There is a shortage of food news, at least the kind that requires shoe leather, document searches and Freedom of Information Act requests. At a time when the American public is demanding more and better information about what they eat and drink, investigative reporting on food issues is dwindling — a casualty of the shrinking staffs at financially strapped newspapers and magazines.
It’s a crisis, says Samuel Fromartz, a former business editor with Reuters and author of “Organic Inc.: Natural Foods and How They Grew.” Important food and agriculture stories aren’t being told, he says, because the journalists who would have written those stories have lost their jobs.
The goal: fund more food news
As editor-in-chief of Food & Environment Reporting Network (FERN), Fromartz is working to build an alternative to old media — a nonprofit fund to support the work of journalists investigating food-related issues. With money from major funders such as The 11th Hour Project, The McKnight Foundation, Clarence E. Heller Charitable Foundation, Columbia Foundation, The David & Lucile Packard Foundation and The Nell Newman Foundation, during its first year of operation in 2011, FERN commissioned stories from seven journalists. The group continues to raise funds and is working on a second round of projects.
FERN Editorial Board
Editorial advisor Gilt Taste, former editor-in-chief Gourmet, author "Garlic and Sapphires" and producer of a film based on that food memoir.
Editor-at-large Newsweek/The Daily Beast, former editor-in-chief Wired.
Co-publisher Edible Brooklyn and Edible Manhattan, author "Eat Here: Homegrown Pleasures in a Global Supermarket," Worldwatch Institute fellow.

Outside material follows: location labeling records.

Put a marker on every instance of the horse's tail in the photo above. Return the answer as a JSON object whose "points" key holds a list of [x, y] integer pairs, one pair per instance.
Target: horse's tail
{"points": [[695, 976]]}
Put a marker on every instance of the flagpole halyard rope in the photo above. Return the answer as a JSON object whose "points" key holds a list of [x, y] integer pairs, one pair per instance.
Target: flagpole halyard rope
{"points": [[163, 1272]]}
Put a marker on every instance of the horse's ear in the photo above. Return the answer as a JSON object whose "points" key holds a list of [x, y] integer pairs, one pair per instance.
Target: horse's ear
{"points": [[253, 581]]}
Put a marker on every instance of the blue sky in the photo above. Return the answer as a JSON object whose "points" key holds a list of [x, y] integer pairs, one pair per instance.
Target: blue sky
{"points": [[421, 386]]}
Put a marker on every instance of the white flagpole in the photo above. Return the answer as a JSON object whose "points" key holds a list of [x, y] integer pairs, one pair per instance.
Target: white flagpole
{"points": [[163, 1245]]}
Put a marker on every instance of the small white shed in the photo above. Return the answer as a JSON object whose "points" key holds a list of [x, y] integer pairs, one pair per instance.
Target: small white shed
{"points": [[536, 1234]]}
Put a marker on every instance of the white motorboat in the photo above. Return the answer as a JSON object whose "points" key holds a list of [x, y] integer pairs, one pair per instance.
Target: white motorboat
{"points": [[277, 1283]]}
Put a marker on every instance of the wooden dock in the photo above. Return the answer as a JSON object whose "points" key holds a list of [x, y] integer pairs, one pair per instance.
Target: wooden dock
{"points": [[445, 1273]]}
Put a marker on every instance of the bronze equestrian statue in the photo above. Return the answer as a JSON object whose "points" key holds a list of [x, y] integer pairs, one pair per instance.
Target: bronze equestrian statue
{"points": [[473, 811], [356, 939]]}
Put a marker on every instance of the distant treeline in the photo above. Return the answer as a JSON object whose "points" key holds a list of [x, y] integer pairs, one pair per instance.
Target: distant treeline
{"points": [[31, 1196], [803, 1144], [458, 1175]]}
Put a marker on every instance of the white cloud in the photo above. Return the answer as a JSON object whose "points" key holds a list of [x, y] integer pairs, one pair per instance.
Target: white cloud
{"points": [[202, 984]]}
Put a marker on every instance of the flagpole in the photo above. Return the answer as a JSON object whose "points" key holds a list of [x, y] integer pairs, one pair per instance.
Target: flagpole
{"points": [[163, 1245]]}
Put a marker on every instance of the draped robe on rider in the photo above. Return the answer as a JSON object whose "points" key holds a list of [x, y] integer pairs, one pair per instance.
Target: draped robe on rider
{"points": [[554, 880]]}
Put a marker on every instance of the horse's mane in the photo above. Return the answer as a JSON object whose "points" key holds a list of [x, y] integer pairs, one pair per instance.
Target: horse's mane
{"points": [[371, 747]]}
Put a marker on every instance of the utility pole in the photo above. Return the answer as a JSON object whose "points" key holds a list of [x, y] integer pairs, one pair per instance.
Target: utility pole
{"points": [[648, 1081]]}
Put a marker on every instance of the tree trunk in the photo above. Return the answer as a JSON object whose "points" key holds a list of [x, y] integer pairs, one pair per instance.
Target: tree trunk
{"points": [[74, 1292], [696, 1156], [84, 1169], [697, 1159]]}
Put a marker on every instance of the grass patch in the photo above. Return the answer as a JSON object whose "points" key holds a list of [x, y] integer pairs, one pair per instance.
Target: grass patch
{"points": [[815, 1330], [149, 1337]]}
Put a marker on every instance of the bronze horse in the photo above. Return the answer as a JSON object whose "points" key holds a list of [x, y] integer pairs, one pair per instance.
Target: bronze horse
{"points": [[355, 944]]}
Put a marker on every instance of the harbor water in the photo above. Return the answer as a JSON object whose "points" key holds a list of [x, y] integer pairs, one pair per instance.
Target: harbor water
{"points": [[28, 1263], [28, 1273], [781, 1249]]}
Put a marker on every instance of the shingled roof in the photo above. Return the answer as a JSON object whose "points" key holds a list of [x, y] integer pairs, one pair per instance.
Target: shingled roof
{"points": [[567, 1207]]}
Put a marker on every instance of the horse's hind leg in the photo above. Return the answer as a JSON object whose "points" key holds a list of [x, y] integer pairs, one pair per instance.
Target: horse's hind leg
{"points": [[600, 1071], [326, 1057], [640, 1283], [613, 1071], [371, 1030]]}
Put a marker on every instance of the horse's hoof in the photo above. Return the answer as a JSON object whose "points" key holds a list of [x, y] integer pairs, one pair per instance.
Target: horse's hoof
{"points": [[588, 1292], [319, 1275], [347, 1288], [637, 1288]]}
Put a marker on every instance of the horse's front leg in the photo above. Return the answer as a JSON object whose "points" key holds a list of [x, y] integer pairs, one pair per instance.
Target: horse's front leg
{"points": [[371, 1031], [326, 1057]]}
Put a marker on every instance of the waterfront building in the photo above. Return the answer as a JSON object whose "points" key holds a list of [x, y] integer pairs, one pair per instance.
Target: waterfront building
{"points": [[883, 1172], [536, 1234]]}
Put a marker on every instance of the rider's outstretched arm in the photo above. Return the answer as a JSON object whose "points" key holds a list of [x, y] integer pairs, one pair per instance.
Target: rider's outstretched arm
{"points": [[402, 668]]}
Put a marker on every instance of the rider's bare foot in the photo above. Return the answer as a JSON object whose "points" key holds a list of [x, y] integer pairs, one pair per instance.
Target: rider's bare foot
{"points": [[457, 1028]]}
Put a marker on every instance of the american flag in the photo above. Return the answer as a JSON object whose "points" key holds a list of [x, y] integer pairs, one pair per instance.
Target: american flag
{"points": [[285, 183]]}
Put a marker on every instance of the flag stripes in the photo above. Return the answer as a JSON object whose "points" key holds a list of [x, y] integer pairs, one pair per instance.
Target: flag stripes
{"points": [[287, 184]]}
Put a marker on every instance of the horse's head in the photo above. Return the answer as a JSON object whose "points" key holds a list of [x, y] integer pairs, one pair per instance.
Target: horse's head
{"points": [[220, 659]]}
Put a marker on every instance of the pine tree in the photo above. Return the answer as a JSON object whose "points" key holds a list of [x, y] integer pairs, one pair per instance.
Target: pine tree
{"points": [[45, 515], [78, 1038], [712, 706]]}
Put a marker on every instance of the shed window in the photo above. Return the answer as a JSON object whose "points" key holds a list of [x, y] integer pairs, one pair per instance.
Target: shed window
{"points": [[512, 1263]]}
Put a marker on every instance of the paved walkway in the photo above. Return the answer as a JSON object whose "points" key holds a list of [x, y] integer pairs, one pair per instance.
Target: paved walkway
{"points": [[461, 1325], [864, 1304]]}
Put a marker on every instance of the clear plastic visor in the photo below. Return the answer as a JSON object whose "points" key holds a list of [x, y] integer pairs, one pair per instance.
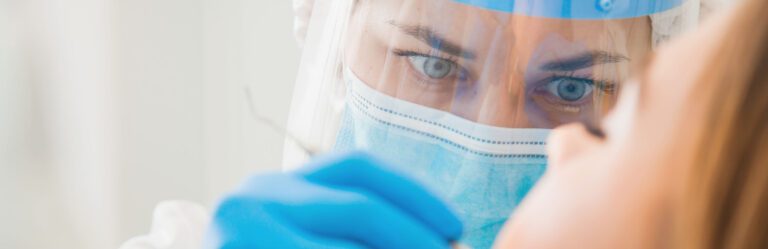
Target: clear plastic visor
{"points": [[492, 67]]}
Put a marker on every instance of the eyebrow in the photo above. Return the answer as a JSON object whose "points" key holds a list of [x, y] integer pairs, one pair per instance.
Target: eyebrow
{"points": [[434, 40], [584, 60]]}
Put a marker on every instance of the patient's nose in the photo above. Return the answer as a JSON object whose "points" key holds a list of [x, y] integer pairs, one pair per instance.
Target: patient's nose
{"points": [[567, 142]]}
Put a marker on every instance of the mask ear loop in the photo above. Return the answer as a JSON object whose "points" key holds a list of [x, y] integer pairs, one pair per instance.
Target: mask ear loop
{"points": [[279, 129]]}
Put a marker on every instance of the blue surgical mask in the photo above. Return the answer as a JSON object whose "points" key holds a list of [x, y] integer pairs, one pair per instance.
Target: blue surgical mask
{"points": [[482, 171]]}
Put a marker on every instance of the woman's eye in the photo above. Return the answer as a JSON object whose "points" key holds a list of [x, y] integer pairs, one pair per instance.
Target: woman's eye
{"points": [[570, 89], [435, 68]]}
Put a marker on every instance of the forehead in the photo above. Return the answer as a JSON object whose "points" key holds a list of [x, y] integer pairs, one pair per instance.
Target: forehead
{"points": [[481, 29]]}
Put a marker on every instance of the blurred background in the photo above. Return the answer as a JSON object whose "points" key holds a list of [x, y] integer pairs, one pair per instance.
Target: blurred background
{"points": [[108, 107]]}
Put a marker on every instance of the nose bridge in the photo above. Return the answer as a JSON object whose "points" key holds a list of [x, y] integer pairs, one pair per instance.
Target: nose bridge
{"points": [[499, 95]]}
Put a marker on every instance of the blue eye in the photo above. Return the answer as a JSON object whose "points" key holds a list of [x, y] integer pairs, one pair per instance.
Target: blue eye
{"points": [[570, 89], [433, 67]]}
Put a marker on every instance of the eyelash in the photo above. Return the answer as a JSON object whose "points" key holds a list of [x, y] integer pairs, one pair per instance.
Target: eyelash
{"points": [[605, 86]]}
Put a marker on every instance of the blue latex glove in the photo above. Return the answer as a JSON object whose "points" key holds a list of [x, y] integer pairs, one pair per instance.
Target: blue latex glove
{"points": [[339, 201]]}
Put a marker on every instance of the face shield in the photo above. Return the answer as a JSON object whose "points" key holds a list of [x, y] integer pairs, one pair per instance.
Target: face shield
{"points": [[461, 94]]}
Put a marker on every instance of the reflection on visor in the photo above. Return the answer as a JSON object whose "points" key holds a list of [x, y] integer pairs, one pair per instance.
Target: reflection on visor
{"points": [[498, 69], [578, 9]]}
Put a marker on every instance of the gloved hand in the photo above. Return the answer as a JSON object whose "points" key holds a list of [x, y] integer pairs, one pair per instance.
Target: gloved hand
{"points": [[339, 201]]}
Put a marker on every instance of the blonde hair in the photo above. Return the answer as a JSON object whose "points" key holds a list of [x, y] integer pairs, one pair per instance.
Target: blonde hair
{"points": [[726, 193]]}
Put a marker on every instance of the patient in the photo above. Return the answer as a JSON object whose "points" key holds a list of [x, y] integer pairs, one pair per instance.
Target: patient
{"points": [[683, 162]]}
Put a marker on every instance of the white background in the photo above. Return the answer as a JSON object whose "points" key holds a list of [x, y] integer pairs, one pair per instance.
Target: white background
{"points": [[108, 107]]}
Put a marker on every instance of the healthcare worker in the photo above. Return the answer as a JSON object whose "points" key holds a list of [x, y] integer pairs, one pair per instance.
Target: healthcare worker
{"points": [[452, 101]]}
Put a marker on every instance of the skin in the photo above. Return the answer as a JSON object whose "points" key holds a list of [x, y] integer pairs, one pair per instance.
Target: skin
{"points": [[619, 191], [509, 53]]}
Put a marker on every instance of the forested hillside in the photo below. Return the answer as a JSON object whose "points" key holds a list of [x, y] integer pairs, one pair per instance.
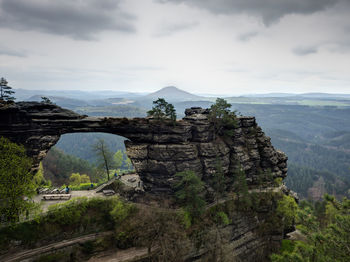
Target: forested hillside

Freelance writer, author "Garbage Land: On the Secret Trail of Trash."
Freelance writer, co-author "Chew On This: Everything You Don't Want to Know About Fast Food."
Founder, West Gold Editorial and founding editor of Afar magazine.
“We aren’t reinventing the wheel,” Fromartz says. FERN is modeled after the groundbreaking nonprofit journalism organization ProPublica. FERN reaches out to reporters whose work is well-known to the group’s advisors and staff (see sidebar). “Stipends and expenses are worked out with the individual writer,” he says. “We’re not funding activists or involved in advocacy work.”
FERN posts the stories it supports on its website as well as partners with established print and online publications to give the work it supports the greatest possible exposure.
More funding means bigger stories
Partnering with FERN gave High Country News the additional resources staff writer Stephanie Paige Ogburn needed to report and write “Milk and Water Don’t Mix,” Nov. 28, 2011, one man’s successful campaign to hold the New Mexico dairy industry accountable for its dirty water, according to magazine publisher Paul Larmer.
“It allowed our writer to take more time to work on her story and gave us access to another editor [Susan West],” says Larmer. “We’re really happy with the result and with the working relationship.”
Fromartz is preaching to the choir when he appeals to environmental philanthropists for funding. “Certainly there is a lack of investigative journalism in this space, a lack of deep analysis on complex issues and a clear need for support,” says Sarah Bell, program manager for The 11th Hour Project of The Schmidt Family Foundation established by former Google CEO Eric Schmidt and his wife Wendy. Eleventh Hour is a longtime supporter of Grist, an online environmental news service, as well as an early supporter of FERN.
A recent 11th Hour-funded survey of 100 nonprofit food and environment advocacy organizations — The Good Food Movement — calls the lack of investigative journalism a “critical gap” in improving America’s food system. “We need investigative exposes, journalists to take on different slices of the issue. The story just isn’t out there,” according to the survey report.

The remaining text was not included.